Let $A,B$ be ordered sets and let $\mathcal A,\mathcal B$ be the corresponding categories. Show that a functor $\mathcal A\to \mathcal B$ amounts to an order-preserving map $A\to B$.
What is the precise meaning of "amounts to"? It sounds too informal. Does it mean that a functor $\mathcal A\to \mathcal B$ gives rise to an order-preserving map $A\to B$, and conversely?
Here's how I understand the correspondence between ordered sets and categories. Given an ordered set $A$, the corresponding category $\mathcal A$ has as objects the elements of $A$, and if $a,b$ are objects, then $a\to b$ iff $a\le b$ in $A$. There is at most one arrow between any two objects. A function $A\to B$ between ordered sets is a functor between the corresponding categories. I don't have a firm understanding of the latter -- formally speaking, why is it the case? (I assumed it is the case because I have a feeling that it should be the case.)
Now let $F:\mathcal A\to \mathcal B$ be a functor and $a,b$ be objects of $\mathcal A$. Suppose $a\to b$ in $\mathcal A$. Then $F(a)\to F(b)$ in $\mathcal B$ by the definition of a functor.
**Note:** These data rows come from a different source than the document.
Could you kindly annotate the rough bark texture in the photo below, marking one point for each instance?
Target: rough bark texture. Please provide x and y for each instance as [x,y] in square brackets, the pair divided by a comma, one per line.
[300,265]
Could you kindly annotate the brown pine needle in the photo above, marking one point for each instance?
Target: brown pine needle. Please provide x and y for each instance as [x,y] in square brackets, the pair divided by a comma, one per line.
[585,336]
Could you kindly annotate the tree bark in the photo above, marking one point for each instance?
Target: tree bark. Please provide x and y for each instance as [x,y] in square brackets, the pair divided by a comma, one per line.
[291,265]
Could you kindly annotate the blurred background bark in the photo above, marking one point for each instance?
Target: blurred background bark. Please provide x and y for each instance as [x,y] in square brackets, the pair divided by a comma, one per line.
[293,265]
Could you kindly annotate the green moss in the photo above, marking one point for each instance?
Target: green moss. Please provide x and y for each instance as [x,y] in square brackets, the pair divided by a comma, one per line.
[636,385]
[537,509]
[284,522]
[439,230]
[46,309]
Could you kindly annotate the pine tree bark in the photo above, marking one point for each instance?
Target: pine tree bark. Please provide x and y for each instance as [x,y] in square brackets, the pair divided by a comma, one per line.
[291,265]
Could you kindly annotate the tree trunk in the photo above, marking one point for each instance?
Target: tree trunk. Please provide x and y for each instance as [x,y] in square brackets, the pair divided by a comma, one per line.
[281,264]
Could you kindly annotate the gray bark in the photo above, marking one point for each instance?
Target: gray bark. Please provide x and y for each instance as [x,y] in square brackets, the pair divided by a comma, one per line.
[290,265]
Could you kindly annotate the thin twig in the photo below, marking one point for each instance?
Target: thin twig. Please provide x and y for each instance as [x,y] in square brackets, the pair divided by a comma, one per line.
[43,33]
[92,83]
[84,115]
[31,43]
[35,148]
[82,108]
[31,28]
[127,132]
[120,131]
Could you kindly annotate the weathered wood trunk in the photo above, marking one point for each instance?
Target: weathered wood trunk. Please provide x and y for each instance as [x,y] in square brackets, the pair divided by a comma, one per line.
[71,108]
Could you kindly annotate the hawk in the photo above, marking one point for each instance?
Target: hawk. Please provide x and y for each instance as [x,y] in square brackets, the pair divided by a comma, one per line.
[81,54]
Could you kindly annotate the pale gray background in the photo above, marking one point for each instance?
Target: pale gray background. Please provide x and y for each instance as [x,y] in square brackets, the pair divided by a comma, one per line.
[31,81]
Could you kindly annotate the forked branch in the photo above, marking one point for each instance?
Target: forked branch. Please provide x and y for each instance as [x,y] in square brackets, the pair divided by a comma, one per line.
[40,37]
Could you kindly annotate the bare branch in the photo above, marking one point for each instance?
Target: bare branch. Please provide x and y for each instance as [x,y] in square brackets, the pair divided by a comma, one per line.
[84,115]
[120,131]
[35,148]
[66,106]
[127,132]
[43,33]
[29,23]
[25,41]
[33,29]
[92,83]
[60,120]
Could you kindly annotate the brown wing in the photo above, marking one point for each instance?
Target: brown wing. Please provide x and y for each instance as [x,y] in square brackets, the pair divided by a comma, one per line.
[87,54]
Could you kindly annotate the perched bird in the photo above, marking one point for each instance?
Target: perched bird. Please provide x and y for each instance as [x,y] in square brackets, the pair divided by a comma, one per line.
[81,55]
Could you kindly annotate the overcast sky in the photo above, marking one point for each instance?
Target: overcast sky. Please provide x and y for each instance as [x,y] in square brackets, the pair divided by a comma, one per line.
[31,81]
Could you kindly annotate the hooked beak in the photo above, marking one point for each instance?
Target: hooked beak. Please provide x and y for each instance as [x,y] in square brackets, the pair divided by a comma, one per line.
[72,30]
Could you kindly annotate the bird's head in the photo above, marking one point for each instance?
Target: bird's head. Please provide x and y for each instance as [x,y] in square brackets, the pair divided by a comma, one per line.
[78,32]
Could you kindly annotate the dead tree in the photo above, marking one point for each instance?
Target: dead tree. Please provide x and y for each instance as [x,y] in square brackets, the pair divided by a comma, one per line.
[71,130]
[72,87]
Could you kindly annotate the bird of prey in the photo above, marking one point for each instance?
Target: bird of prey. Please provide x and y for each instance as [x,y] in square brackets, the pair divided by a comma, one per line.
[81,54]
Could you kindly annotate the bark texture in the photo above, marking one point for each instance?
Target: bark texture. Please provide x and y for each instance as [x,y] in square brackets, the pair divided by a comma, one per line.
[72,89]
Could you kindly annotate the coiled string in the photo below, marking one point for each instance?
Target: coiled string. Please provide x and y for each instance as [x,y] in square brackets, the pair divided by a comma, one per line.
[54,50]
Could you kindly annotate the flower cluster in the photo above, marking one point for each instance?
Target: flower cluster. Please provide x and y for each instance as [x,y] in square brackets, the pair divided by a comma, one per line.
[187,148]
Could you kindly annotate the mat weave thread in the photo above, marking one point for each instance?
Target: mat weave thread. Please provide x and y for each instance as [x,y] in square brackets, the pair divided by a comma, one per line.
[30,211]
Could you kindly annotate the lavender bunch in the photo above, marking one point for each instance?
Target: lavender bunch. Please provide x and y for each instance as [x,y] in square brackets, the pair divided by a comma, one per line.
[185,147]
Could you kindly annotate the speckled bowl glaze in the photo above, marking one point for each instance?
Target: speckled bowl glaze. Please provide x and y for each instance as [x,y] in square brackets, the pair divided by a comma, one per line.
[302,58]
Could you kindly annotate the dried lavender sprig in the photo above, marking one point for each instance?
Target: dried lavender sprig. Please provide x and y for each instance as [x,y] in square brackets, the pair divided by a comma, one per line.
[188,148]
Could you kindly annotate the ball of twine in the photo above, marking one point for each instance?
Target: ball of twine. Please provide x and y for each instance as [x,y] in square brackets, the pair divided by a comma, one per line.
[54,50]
That is, if $a\le b$ in $B$, then $F(a)\le F(b)$ in $B$. So it looks like the claim we want to prove is trivial. Is this indeed so? The only thing which remains murky is the correspondence between functions and functors I asked in the previous paragraph.
Update:
I think here's what I was looking for:
1) Let $F:\mathcal A\to \mathcal B$ be a functor and $a,b$ be objects of $\mathcal A$. Suppose $a\to b$ in $\mathcal A$. Then $F(a)\to F(b)$ in $\mathcal B$ by the definition of a functor. By the definition of $\to$, this means $F(a)\le F(b)$ in $B$. Since $F$ is, in particular, a function $Ob(\mathcal A)=A\to Ob(\mathcal B)=B$, the functor $F$ indeed gives rise to an order-preserving function $A\to B$.
2) Now suppose we have an order-preserving function $F:A\to B$. So if $a\le b$, then $F(a)\le F(b)$. Because of the this, $F$ can be regarded as a functor $\mathcal A\to \mathcal B$. We already know that it is a function $Ob(\mathcal A)\to Ob(\mathcal B)$, so it suffices to show that it can be also regarded as a function $\mathcal A(a,b)\to\mathcal B(F(a),F(b))$ for all $a,b\in Ob(\mathcal A)$ (that satisfies functoriality). Indeed, if $a\to b$ in $\mathcal A$, then $a\le b$ in $A$, so since $F:A\to B$ is order-preserving, it follows that $F(a)\le F(b)$, hence $F(a)\to F(b)$. This gives a map $\mathcal A(a,b)\to\mathcal B(F(a),F(b))$. I don't quite see how to prove functoriality.
Basically you are right and maybe simply overanalysing a simple situation. The 'amount to' notion means that if you have ordered sets $A,B$ and you view them as categories as you describe, then when you look into what it means to have a functor $A\to B$ you find essentially the same information as when you look into what it means to have an order preserving function $A\to B$. And yes, the argument is very simple.
At the level indicated by the question I'd say you are expecting something more complicated than it actually is. You can safely move one. On a slightly more precise manner though there is a way to make this business very rigorous. Firstly, notice that a given ordered set $A$ can be viewed as a category in the way you describe in infinitely many ways. This is so because you must actually name the morphism $a\to b$ that must exist whenever $a\le b$. That name is an arbitrary choice and cannot be made in a canonical way. So, you have infinitely many categories that all represent the same given ordered set $A$. In the other direction though, given a category with at most one morphism between any two objects, there is a canonical ordered set associated to it, simply declare $a\le b$ when there exists a morphism $a\to b$ in the category. If we denote by $Pos$ the category of ordered sets and order preserving functions and by $Pos_C$ the category of categories with at most one morphism between any two objects, then this remark says: there is a canonical choice for a functor $Pos_C\to Pos$ but there are infinitely many choices for functors in the other direction. Now, the upshot of all of this is that the two categories in question are equivalent. The canonical functor $Pos_C\to Pos$ is an equivalence of categories, and any of the non-canonical choices in the other direction is also an equivalence, in fact a right inverse of the canonical one. Spelling this out for objects is basically what you've done in the middle paragraph. Spelling it out for morphisms is basically your last paragraph. So, the 'amounts to' phrase can be understood as a functoriality claim for the process you describe on objects.